Hi Shawn
Thank you the response. This is not a web application, but a standalone
java program. Hence I said it's not a tomcat question, but a generic JVM
question. I have been researching about this a lot and based on many
mails on this list, lot of people here know about internal behavior of
JVM and specs lot better than I do.
Both the boxes are spawned from same AWS image, we build the image.
There is no other difference. Both receive tasks over MQ. Tasks could
be slightly different - like for different users, number of entities
user holds etc, but they should not be too different or kind of should
average out in the long run. We have examined the data for the tasks and
nothing unusual has come out so far.
Regards,
Niranjan
On 2/18/21 10:59 AM, Shawn Heisey wrote:
Regards,
Niranjan
On 2/18/2021 11:36 AM, Niranjan Rao wrote:
First apologies for non tomcat question. I have seen that there is
enough expertise here to provide hints and hints are what I am
looking for to solve the problem and question is generic enough. I
have tried researching problem to best of my abilities.
I believe you're right to think this isn't a tomcat question. There
are a lot of things it could be. Tomcat is a *possible* source,
though I think the chance of that is low. Without a LOT of info that
I would probably be useless at interpreting or asking for, it's
impossible to say for sure.
With problems like this, it is normally the application running inside
Tomcat that has a problem, not Tomcat itself. You're likely to get a
lot more useful information if you go to the people responsible for
those applications.
We have a java program that regularly throws
"java.lang.OutOfMemoryError: Java heap space" exception. Puzzling
point is it happens only on one VM. We have a set of two VMs/boxes
spawned from same AWS image. Machine class/region is exactly same and
since they are from same image, they should be mostly identical
except stuff like host name, ip address etc.
Number of tasks performed by VMs are comparable and not a significant
difference. Yet, one VM never runs of out of memory and other one
does. Sometimes it's as soon as half an hour after restarting the
process while on the other box process is running for days and no
issues.
"Comparable" isn't "identical".
Are they running the same apps? Which apps are involved? Is the one
that's throwing OOME handling substantially similar requests when
compared to one that doesn't? Is the request rate nearly the same, or
is the problematic one handling a lot more? Another applicable
question, also off topic for this mailing list: Are the apps in both
cases configured identically?
I took memory dumps from both VMs and they look similar. Program is
started with -Xmx1g flag and we have taken regular memory dumps. In
many cases eclipse MAT reports total memory usage was less than 100MB
when program crashed with out of memory exception.

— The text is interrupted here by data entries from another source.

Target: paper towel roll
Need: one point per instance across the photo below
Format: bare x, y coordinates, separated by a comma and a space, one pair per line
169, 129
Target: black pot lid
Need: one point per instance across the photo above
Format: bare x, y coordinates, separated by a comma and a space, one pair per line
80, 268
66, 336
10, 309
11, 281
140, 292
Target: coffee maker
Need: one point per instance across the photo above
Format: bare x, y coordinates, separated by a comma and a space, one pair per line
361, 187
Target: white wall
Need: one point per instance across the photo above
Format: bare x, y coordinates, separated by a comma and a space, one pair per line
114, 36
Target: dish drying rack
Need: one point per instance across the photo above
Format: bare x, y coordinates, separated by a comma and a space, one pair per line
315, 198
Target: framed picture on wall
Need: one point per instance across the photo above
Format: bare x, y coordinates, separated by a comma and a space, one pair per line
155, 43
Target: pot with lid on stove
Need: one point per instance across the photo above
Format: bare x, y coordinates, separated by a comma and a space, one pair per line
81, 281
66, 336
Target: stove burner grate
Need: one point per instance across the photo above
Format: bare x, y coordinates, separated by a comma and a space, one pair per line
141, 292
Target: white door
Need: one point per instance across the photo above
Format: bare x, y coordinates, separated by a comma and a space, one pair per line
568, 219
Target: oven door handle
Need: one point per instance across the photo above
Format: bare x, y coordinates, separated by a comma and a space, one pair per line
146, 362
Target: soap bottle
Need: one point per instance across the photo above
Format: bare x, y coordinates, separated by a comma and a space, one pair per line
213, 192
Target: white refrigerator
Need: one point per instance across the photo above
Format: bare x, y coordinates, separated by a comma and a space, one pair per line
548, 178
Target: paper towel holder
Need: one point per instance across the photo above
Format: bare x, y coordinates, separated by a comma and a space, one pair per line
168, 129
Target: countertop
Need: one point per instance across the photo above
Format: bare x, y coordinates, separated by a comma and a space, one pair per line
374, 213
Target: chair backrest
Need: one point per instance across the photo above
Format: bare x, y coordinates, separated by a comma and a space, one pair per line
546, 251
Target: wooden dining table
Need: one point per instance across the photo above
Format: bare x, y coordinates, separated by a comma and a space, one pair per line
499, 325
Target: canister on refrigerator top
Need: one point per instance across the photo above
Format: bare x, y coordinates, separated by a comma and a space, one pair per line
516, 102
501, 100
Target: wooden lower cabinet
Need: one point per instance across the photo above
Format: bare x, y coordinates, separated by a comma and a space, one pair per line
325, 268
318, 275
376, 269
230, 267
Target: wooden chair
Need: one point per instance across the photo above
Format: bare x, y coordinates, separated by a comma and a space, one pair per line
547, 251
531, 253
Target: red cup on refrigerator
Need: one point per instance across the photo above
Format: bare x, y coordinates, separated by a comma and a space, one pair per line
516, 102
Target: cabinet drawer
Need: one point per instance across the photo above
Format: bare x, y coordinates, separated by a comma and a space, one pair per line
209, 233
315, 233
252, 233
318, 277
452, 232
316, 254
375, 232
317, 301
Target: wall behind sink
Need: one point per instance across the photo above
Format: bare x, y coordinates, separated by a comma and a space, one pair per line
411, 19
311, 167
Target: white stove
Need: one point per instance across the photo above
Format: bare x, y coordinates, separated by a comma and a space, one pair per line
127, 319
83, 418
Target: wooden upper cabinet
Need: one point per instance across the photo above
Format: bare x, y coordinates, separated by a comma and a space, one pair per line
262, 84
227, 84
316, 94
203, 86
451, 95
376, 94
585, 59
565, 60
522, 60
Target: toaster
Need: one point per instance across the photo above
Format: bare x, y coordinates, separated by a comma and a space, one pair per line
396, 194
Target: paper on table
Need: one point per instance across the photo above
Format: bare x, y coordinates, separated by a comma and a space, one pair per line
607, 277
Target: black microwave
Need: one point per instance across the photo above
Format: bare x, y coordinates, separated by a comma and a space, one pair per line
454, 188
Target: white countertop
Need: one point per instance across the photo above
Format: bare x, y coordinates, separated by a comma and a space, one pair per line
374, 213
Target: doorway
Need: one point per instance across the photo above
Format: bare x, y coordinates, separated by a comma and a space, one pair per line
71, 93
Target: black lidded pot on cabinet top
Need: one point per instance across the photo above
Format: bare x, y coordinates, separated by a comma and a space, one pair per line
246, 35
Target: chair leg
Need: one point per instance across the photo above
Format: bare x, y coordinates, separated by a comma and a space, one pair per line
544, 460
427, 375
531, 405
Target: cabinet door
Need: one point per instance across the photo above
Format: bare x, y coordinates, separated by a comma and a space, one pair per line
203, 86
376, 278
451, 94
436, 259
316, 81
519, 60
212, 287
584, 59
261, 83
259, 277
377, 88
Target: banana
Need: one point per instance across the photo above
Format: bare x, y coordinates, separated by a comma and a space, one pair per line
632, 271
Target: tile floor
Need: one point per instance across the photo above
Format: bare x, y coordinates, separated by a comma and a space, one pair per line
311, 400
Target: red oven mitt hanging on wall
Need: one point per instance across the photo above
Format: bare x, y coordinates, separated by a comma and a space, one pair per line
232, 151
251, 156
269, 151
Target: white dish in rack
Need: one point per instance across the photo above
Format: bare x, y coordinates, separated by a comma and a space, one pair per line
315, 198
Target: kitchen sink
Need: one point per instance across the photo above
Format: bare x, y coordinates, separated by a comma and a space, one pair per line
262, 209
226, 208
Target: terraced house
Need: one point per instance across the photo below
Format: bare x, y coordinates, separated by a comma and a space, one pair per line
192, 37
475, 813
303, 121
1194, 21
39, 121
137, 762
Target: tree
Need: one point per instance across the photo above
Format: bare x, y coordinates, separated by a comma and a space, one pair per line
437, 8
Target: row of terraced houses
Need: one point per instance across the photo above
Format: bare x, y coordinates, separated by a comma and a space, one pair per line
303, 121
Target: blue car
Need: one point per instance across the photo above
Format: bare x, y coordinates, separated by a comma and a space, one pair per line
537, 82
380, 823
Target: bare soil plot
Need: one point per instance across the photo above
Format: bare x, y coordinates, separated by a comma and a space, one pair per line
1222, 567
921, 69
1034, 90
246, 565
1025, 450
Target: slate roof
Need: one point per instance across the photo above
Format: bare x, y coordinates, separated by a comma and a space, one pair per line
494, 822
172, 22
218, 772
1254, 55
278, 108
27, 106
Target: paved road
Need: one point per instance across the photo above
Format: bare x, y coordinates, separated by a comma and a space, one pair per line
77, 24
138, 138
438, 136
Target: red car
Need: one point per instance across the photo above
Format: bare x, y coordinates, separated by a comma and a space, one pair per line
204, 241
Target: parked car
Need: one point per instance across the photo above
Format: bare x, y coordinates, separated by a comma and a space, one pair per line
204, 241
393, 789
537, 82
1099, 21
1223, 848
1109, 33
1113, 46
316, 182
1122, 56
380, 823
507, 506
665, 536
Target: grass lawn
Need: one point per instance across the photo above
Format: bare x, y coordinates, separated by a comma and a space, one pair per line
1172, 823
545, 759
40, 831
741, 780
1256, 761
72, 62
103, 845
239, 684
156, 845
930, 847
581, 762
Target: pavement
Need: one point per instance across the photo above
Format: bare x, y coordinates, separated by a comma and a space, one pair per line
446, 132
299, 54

That's extremely odd, unless the application requested a REALLY big
chunk of memory such that the 100MB existing plus the new allocation
would be larger than the max heap size of 1GB.
Do you have enough free memory that you could increase the max heap to
2GB or beyond and see what happens?
Has anyone seen anything similar to this? Identical bits of code
behaving differently? What else should I be looking for?
Earlier you said "comparable" and now you're saying "identical". So I
have to ask ... which is it? Remember that differences in
configurations, types of requests, and request load can lead to very
different requirements, even if the apps running inside Tomcat are the
same.
Most of my experience in the Java world comes from Solr. Apache Solr
is a servlet application, and ships with Jetty. Tomcat is not usually
involved. I joined this mailing list because I was responsible for
Tomcat servers running apps developed in-house, and every once in a
while, I needed to ask something tomcat-specific.